Brittany Higgins to return to Australia for mediation talks

Brittany Higgins will return to Australia for the first time since fleeing the country in December with her partner, David Sharaz.

The former Liberal staffer will come face-to-face with her former employer, Linda Reynolds, at mediation talks in Perth next week over a defamation claim, amid the judge’s plea that both sides settle the matter.

But news.com.au can reveal that the Liberal senator, Ms Reynolds, has failed to take any further steps to secure a court-ordered freeze of Brittany Higgins’ assets in the wake of her move to France.

Media reports in December reported that Ms Reynolds was considering the option before Christmas, and the Liberal senator released a statement suggesting she had engaged French lawyers.

“I am considering my position and awaiting advice from French counsel on my right to enforce an Australian judgment against assets in France,’’ she said at the time.

But since she issued that statement, no further documents appear to have been lodged with the court. Ms Reynolds’ legal team has been contacted for comment.

Ms Reynolds — Ms Higgins’ former boss — is suing both Ms Higgins and Mr Sharaz for defamation over social media posts they published on Twitter and Instagram.

Mediation between the parties is listed in the Western Australia’s Supreme Court for March.

Ms Reynolds filed the writ for defamation against Ms Higgins in August of last year after earlier threats that she would sue over two posts published on Twitter and Instagram.

Court documents show Ms Reynolds is also alleging that Ms Higgins’s posts were in breach of a settlement and release signed in March 2021. That settlement allegedly contained a non-disparagement clause.

“Ms Higgins continues to use the media to make defamatory comments about my conduct notwithstanding the existence of facts and evidence to the contrary and without regard to a non-disparagement clause she agreed to,” Ms Reynolds said in a statement.

“The concerns notice issued on 5 July 2023 to Ms Higgins requested, amongst other things, that she refrain from defaming me, however her conduct following receipt of that notice including her post of 20 July and the unsatisfactory response received from her lawyer, is evidence that she has no intention of stopping.”

Last year, her lawyers also wrote to Ms Higgins’ lawyer, Leon Zwier, signalling they planned to ask the WA Supreme Court for the freeze orders, which restrain a party to a case from selling or moving assets while a legal action is still in process.

There is no suggestion that either defendant has done either of those things.

An extract of the letter sent to Ms Higgins was then provided to The Australian newspaper, before further stories emerged that Ms Reynolds was seeking the advice of a French lawyer with regard to whether any orders were enforceable on Ms Higgins’ new French home.

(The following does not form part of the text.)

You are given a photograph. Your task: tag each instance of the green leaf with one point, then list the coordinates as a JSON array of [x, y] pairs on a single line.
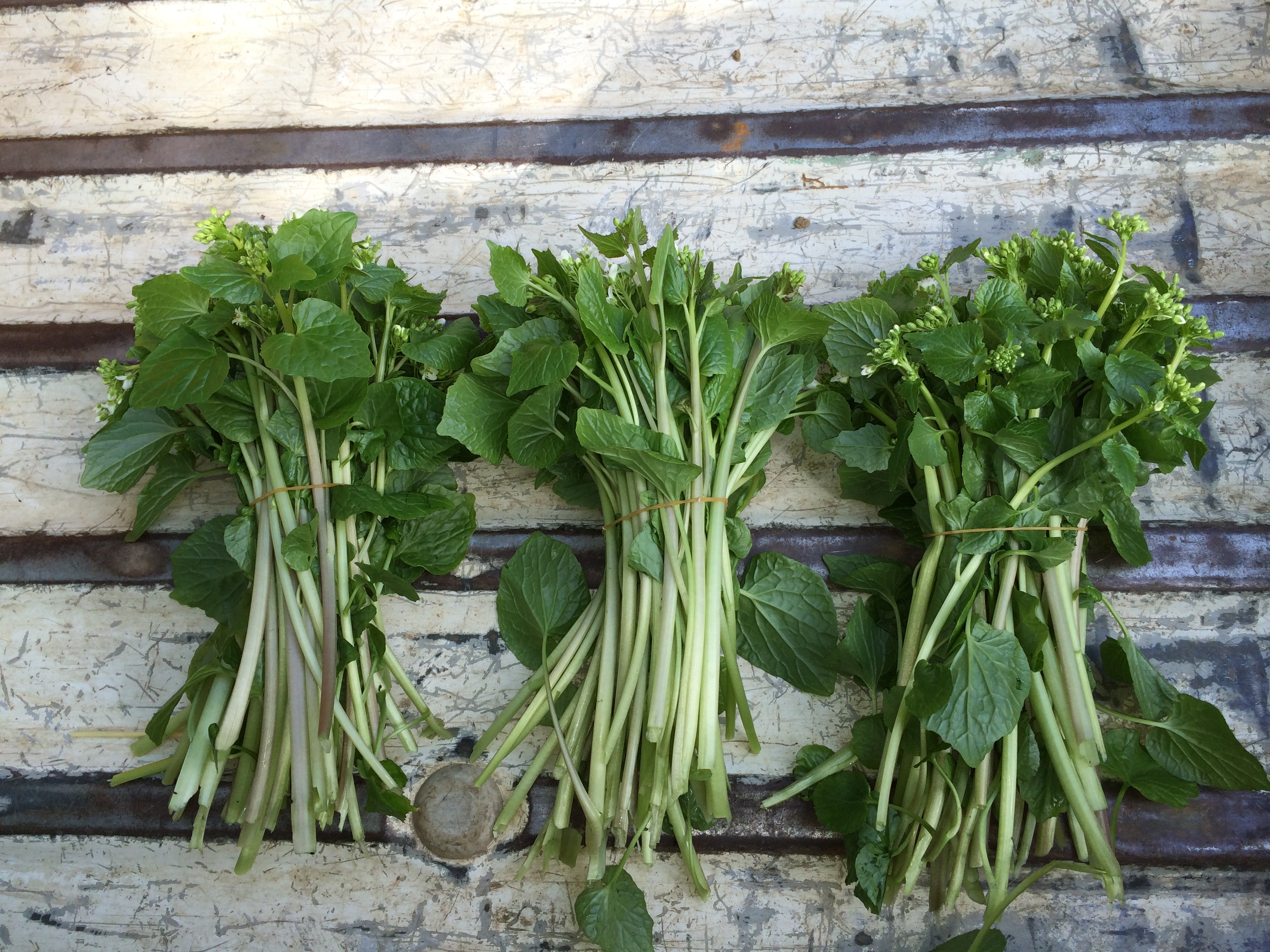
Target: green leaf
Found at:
[[300, 548], [391, 582], [477, 414], [445, 352], [779, 323], [542, 592], [954, 354], [542, 362], [1122, 518], [323, 242], [121, 452], [328, 345], [1026, 442], [533, 434], [184, 369], [226, 414], [1130, 762], [168, 303], [1030, 628], [855, 329], [205, 576], [333, 404], [500, 361], [646, 555], [867, 448], [1038, 385], [439, 542], [931, 690], [831, 417], [614, 915], [1130, 371], [1123, 460], [602, 319], [841, 802], [925, 443], [1197, 744], [172, 475], [638, 448], [225, 280], [240, 541], [867, 652], [497, 317], [991, 681], [787, 624], [995, 941], [511, 275]]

Any such legal order would effectively put a freeze on Ms Higgins disposing of the asset in the event that Ms Reynolds wins her defamation action and obtains a costs order against her former press secretary.

“If such reports are true, we consider that an application for freezing orders is appropriate,’’ the legal letter stated.

“Please advise as a matter of urgency your client’s intentions in respect of her travel to France and your availability to confer in respect of our client’s proposed application.”

But two months on from the release of that correspondence, no further legal steps have been taken. Ms Reynolds will hold mediation talks in Perth with her legal team next week

Ms Higgins, who secured a $2.44 million payout from the Albanese government a year ago on her 28th birthday, is believed to have purchased her first home in the south of France for an estimated $600,000.

The federal government swiftly paid Ms Higgins $2.44 million last year on a “no admissions” basis after her abandoned rape trial and following a complaint against her former bosses, Ms Reynolds and fellow Liberal senator Michaelia Cash.

Both denied any wrongdoing.

A legal document outlining the compensation deal was released by the Federal Court confirms that the commonwealth did not admit liability when it agreed to pay Ms Higgins the $2.44 million.

“Without any admission of liability, the parties have agreed to resolve all claims by Ms Higgins against the beneficiaries relating in any way to the circumstances on the terms, set out in this deed, and note Ms Higgins does not attend to make a claim for compensation,” the document states.

Ms Reynolds maintains she was stopped from disputing the claims before the payout was made.

The documents reveal that Ms Higgins legal team recommenced negotiations over the $2.44 million compensation payout on December 7, 2022, just five days after the rape trial was discontinued.